I helped a couple of contractor friends years ago make laminated counter tops, but it was a long time ago. I need to look at it again. I just don’t remember how we formed the nose.


----------



## cabinetman (Jul 5, 2007)

Sleeper said:


> I helped a couple of contractor friends years ago make laminated counter tops, but it was a long time ago. I need to look at it again. I just don’t remember how we formed the nose.


If you're talking about the rounded front edge...YOU can't do that with laminate. You need a postforming machine for that. Besides, don't forget you have a lot of help here on the forum, if you do laminate.








 







.


----------



## Sleeper (Mar 24, 2009)

I remember making cove molding on the router table and gluing it in the corner of the back splash and if I remember correctly we heated the Formica along the back with a propane torch to fold it up the back. 
I know we had a bull nose because I remember gluing on strips of wood to the front edge and sanding it smooth, but I may not have been there when they actually formed the front because I just don’t remember that at all.


----------



## cabinetman (Jul 5, 2007)

Sleeper said:


> I remember making cove molding on the router table and gluing it in the corner of the back splash and if I remember correctly we heated the Formica along the back with a propane torch to fold it up the back.
> I know we had a bull nose because I remember gluing on strips of wood to the front edge and sanding it smooth, but I may not have been there when they actually formed the front because I just don’t remember that at all.

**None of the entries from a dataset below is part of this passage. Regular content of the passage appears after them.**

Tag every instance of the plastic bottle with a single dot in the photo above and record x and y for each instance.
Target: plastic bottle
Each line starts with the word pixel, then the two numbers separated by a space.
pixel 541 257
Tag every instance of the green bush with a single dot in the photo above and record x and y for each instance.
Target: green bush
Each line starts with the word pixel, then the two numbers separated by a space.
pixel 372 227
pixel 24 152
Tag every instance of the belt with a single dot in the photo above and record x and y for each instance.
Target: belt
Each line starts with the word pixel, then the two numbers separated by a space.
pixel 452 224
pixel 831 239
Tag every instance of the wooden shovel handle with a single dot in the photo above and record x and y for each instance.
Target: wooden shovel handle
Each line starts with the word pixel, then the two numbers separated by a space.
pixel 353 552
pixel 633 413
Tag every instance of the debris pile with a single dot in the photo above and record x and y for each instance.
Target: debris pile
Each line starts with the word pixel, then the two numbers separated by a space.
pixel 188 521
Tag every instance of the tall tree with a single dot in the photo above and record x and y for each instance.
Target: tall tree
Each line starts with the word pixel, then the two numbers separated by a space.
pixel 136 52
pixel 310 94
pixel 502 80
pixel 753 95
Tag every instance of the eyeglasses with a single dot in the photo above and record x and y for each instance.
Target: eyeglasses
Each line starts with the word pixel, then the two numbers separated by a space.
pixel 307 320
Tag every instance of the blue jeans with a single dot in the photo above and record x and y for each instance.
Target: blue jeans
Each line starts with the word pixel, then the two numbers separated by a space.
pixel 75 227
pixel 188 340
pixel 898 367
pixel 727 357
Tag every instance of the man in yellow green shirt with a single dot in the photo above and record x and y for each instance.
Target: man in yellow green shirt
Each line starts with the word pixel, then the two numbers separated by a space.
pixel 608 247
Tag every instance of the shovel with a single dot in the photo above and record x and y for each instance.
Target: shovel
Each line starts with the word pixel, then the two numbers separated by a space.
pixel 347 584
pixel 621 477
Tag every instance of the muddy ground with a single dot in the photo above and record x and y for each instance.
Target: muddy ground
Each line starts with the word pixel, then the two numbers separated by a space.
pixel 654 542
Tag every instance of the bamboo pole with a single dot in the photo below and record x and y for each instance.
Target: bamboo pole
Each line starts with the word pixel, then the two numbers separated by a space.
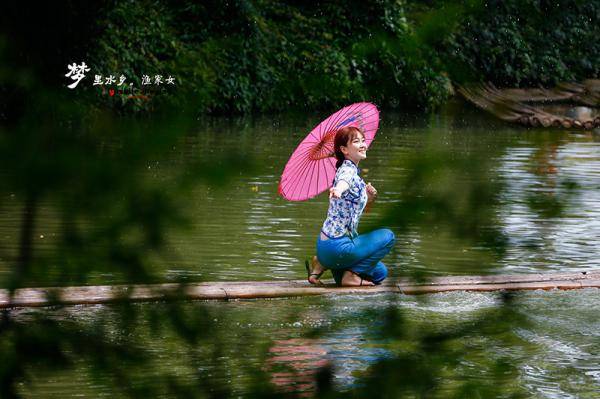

Maybe if you go for hypnosis, it will all come back.:laughing:








 





 
.


----------



## Sleeper (Mar 24, 2009)

LOL, I'm getting old, what can I say.:smile:
There were 6 or 7 of us there and I was probably busy helping with the back while the others were doing the front. Its funny because I remember cracking open a keg of beer and others showing up for a party afterwords. Maybe the beer erased my memory :laughing:


----------



## woodnthings (Jan 24, 2009)

*I can do this with 2 seams...*










IF your front of the sink to the window dimension is 50" or less the maximum width of laminate. Make one seam across the sink front to the left and one to the right.


If it's greater than 50" then I'd make the first seam way into the window bay where it won't be seen. Just what I would do. You can "like" or "unlike" my idea . :laughing:


----------



## Sleeper (Mar 24, 2009)

So I take it that 50” is the width of the Laminate. I just measured from the window to the front and I have 46” so I might just take your suggestion.

I just watched the “Postform Countertop Gets Laminated” YouTube video and they say the heating is critical at 360 deg F. and they use a heating iron the full length of the top. I’m pretty sure I could do a small top or at least bend the splash, but not as tight as the factory. Theirs is almost 90˚ bend and I would be limited to ¾ to 1” radius. Also I would have to build something for the nose, but without the cove wheels to form it, I’m not sure I could and defiantly not anything longer then 4 to 6 ft. 

Anyway I’m still trying to find someone who actually did do one, but it looks like I’ll be limited to bevel edge and a separate back splash. I’m not happy about a seam between the top and the back splash, but anything will be better than this tile. 

Earlier today I made a pot of coffee and didn’t shut the door all the way so I had almost a whole pot of coffee on the counter and it all collected along the back splash. This has happened more times than I can remember. And I’m sure that when I pull all the tile up I’ll find coffee stains on the wall behind the cabinets.


----------



## cabinetman (Jul 5, 2007)

Sleeper said:


> So I take it that 50” is the width of the Laminate.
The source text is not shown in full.